Short answer: The problem is that the caller needs to traverse (and know the structure of) the entire multi-object data structure in order to access it's leaf node. I think you're confusing things a bit. You're arguing: if A knows about B and that's ok, and B knows about C and that's ok (etc.), then it must be ok for A to know about C. But it's not transitive like that, because the issue isn't that A knows B and B knows C, it's that the caller knows A, B, C, and D and how they all connect to each other. That's a lot that the caller has to know in order to get to D.
Long answer:
- Chaining in this case is bad because:
- It makes for brittle code. If you change the interface to floor, wall, or door, then the calling code can't access doorknob the way that it used to. So imagine you have a few parts of your code that access doorknobs, and a few that access doors, and a few that access walls, and then for some reason you have to change the floor class. Now you have to change all the code that accesses any of those objects.
- How will you test this? If you want to use object doubles, you will have to make
getFloor(0)
return an object double that responds to .getWall(WEST)
and returns an object double that responds to .getDoor()
and returns the double of the doorknob object that you want to use in your white box testing. Also point one applies to all your tests also.
- Change happens. (this point especially relates to the TLDR below.) What if my house wall doesn't have a door - it's a patio floor? Do all floors have walls, all walls have doors, and all doors have doorknobs? We're assuming a lot about how each of these works.
- I'm going to answer this with another question. In a long while when I am a grandfather, if I know where my son's daughter's friend keeps her bike, is that intimate knowledge? I'd have to know my granddaughter's friend pretty well... so yes, I would say it's relatively intimate knowledge. But for my granddaughter, that would be no big deal to know where her friend keeps her bike. Because I am further removed, having detailed information is more intimate than if I was not far removed. Also, see point 1.3 above.
- see (2)
- The issue here is that the details of the entire multi-class data structure have to be known in order to access anything in the data structure. Of course for one object to use another it needs to know all about it's public interface. It's when you scale that up and need to know that A returns a B which has function C that returns object D which has function E that returns object F that you are really describing an entire data structure every time you want to access one of its members).
- Two levels deep is about as far as I would be comfortable going, but I'm keen to hear if anyone has anything more substantial than a gut feel for this question. So I would be ok up to this point:
house.getFloor(0).getWall(WEST)
- The goal is to make all of your house parts less tightly coupled. You want a way to get a reference to the doorknob, given a reference to a house, without traversing the entire house structure.

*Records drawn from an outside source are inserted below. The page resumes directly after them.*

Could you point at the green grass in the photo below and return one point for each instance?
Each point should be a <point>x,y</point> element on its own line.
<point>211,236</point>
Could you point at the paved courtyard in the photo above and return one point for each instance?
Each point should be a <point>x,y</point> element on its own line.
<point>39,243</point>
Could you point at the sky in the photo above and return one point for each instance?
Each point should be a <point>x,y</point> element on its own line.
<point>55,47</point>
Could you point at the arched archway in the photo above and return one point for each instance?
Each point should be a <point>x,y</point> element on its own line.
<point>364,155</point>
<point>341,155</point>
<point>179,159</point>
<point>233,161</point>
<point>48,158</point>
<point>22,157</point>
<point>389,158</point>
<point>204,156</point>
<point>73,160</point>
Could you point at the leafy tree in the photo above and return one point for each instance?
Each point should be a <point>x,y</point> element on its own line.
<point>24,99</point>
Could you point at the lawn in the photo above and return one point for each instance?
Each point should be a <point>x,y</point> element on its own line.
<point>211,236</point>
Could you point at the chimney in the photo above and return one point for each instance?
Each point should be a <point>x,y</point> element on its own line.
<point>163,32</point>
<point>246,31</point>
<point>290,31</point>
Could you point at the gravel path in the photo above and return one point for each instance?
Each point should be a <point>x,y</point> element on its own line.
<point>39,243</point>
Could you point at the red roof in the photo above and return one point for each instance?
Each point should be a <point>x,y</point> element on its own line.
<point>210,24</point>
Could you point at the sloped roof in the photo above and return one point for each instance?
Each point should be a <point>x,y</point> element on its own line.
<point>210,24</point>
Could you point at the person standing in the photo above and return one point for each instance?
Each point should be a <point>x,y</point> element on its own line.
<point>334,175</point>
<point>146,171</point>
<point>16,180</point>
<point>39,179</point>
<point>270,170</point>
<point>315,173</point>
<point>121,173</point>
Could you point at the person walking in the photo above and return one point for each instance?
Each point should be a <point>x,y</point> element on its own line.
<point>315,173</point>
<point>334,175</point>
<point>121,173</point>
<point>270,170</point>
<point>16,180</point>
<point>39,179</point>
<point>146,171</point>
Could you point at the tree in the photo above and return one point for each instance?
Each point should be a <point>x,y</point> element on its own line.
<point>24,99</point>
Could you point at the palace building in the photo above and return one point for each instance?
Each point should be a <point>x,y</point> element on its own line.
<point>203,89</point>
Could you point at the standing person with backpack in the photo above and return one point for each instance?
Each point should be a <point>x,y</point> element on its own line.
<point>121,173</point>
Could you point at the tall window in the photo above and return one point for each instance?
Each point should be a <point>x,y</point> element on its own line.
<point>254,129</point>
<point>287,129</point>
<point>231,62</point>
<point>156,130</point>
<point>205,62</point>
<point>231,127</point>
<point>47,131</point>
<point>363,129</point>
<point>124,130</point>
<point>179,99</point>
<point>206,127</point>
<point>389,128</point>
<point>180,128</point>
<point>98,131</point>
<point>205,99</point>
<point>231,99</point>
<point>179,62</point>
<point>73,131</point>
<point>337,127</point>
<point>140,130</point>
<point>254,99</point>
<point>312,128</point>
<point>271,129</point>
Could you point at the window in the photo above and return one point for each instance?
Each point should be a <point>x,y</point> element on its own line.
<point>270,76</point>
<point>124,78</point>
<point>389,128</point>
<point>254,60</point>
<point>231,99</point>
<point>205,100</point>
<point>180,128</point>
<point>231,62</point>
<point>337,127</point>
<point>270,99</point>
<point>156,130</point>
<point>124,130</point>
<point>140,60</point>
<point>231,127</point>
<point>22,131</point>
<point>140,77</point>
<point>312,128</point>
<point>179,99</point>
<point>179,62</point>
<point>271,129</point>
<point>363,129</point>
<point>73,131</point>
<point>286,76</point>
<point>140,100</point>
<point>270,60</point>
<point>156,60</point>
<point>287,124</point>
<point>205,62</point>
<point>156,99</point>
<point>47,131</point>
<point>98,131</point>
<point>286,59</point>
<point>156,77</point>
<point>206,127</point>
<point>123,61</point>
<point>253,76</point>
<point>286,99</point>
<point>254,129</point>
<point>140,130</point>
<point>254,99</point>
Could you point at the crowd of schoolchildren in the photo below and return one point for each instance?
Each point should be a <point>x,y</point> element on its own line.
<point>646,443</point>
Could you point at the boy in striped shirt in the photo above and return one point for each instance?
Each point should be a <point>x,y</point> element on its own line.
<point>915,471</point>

- One possible solution is to store the house structure in a format that allows querying - as a relational database or in xml. Then you can
SELECT * FROM doorknob WHERE house = '45' AND floor = '1'
or house//floor//doorknob
(searching for any doorknob for a certain floor in the house, not caring that there are walls and doors between the floor and the doorknob). The point there is that you don't care about all the intermediates house parts.
- But I should really zoom out and say this: the point of this whole discussion is that if you
are().tempted().to().chain().functions()
as badly as that, then it's a code smell; an indicator of a more fundamental problem with your design. You need to redesign the data structure so that you can access parts without knowledge of the whole. Maybe you find yourself iterating over doorknobs a lot, and the house object needs a function that returns the list of doorknobs with some meta-data about their rough location.
Conclusion:
One general rule of thumb for architecture presented in Design Patterns: Elements of Reusable Object-Oriented Software (Erich Gamma et. al., Chapter 2) is to "encapsulate the concept that varies". In the case you're presenting, with all those different objects, something (I don't know what) is bound to vary (it depends on the problem domain; we don't have the background info to know what could change here, but the owner of the code in that example would know. I've highlighted a few things that I thought could change in point 1.3 above). So if somethings going to change, then something should be encapsulated. The design challenge is to know what could change and encapsulate that... but as it stands, the house structure is totally un-encapsulted. It's intimate details are publicly known.